GEOMETRIC ASPECTS OF NEWTON-OKOUNKOV BODIES

Abstract.

Recent years have witnessed a new way to introduce convex geometric methods to areas of mathematics around algebraic geometry: based on earlier works of Newton and Okounkov, Kaveh-Khovanskii and Lazarsfeld-Mustata defined convex bodies (so-called Newton-Okounkov bodies), which capture  the  vanishing behaviour of sections of line bundles.

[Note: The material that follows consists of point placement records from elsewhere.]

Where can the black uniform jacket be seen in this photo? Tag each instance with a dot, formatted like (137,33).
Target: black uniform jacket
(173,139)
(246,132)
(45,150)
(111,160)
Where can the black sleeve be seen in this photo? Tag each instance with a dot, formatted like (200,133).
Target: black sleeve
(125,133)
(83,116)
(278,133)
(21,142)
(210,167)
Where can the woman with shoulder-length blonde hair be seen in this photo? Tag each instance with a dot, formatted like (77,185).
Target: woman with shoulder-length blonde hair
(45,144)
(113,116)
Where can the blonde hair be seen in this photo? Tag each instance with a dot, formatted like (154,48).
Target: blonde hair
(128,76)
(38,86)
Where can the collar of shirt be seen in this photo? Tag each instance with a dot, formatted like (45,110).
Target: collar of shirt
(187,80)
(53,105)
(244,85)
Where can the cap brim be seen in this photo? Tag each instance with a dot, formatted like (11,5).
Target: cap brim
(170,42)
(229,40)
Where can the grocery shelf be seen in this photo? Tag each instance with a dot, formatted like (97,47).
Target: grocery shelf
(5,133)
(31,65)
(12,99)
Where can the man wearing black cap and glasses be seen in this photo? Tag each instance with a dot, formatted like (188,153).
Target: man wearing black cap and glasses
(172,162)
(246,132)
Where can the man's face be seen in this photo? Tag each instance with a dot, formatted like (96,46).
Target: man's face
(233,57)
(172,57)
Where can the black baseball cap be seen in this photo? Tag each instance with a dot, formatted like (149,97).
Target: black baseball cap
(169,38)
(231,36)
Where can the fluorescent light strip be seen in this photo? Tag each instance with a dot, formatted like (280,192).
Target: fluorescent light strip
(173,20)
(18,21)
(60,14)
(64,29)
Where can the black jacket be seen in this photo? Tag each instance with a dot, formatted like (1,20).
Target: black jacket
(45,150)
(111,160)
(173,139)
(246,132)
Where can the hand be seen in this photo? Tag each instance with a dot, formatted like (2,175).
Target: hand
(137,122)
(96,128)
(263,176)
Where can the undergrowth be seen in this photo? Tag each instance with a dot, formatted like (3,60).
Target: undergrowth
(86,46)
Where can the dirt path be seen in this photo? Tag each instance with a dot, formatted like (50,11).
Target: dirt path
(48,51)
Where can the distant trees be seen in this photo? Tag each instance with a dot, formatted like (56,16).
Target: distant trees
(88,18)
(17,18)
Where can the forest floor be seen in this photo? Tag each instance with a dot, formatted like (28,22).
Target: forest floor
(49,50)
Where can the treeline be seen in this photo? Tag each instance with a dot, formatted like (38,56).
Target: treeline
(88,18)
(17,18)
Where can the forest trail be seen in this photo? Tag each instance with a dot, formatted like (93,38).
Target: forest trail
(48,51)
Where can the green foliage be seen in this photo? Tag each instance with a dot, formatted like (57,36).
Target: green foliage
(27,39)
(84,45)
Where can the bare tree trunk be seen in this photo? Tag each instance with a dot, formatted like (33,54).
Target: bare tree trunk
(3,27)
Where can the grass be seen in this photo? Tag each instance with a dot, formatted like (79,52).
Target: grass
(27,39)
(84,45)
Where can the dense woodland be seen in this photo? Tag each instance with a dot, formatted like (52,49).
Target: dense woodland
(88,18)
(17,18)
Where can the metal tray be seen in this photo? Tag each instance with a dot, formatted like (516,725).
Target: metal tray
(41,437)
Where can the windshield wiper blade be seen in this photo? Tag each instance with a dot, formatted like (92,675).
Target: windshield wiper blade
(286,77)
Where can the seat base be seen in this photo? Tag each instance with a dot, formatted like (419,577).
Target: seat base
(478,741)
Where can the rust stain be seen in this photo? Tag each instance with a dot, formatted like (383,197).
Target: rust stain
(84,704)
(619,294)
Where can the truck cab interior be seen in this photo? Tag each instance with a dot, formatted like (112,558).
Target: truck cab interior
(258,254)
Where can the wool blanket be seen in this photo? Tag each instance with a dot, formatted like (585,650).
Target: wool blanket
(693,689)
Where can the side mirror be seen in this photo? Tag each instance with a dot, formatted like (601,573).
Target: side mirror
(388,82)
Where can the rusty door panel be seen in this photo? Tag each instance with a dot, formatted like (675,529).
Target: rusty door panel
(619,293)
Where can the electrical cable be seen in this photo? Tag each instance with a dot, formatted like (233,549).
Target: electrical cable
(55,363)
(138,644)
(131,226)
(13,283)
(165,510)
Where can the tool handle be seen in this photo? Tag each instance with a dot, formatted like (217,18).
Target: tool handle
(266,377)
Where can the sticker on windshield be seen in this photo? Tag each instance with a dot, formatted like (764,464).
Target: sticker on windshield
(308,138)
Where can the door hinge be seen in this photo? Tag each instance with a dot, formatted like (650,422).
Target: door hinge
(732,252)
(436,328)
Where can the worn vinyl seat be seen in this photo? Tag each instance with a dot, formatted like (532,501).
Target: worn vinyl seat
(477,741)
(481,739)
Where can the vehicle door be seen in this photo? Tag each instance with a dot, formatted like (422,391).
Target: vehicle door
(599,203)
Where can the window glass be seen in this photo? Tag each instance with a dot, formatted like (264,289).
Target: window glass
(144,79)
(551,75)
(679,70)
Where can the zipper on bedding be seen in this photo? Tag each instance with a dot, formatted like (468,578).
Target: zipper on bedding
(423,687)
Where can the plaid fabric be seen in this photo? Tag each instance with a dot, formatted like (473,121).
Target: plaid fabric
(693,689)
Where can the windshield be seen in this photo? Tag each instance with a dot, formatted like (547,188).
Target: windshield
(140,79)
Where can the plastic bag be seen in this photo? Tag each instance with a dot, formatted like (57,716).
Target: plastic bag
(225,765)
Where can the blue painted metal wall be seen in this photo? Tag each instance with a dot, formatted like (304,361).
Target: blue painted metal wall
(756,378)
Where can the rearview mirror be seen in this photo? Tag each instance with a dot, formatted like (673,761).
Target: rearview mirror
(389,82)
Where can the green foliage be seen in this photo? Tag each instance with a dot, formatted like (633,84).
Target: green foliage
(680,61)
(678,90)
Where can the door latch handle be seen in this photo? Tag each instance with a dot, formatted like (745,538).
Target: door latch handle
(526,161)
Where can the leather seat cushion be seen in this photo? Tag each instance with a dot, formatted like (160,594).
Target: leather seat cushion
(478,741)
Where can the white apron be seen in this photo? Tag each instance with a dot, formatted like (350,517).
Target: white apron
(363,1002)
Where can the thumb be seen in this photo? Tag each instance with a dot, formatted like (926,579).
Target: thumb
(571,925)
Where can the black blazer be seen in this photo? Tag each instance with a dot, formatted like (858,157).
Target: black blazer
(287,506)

As a first approximation, the theory of Newton-Okounkov bodies is an attempt to create a correspondence between line bundles and convex bodies known from toric geometry, except that in the absence of a large torus action, one has to make do with an infinite collection of bodies for every line bundle.
 
This point of view has been fairly succesful in that Newton-Okounkov bodies has been shown to encode positivity of line bundles, and they also serve as targets for completely integrable systems analogous to moment maps.
 
The theory has exciting connections with symplectic geometry, representation theory, and combinatorics for instance, nevertheless, in these lectures we will focus on its applications to projective geometry.
 
After introducing Newton-Okounkov bodies and their basic theory, we will discuss the case of surfaces, where there is a particularly satisfying theory, and the connection to (local) positivity of line bundles.  With this done, we will proceed to applications to higher syzygies of line bundles on abelian surfaces, and an exciting connection with Diophantine approximation.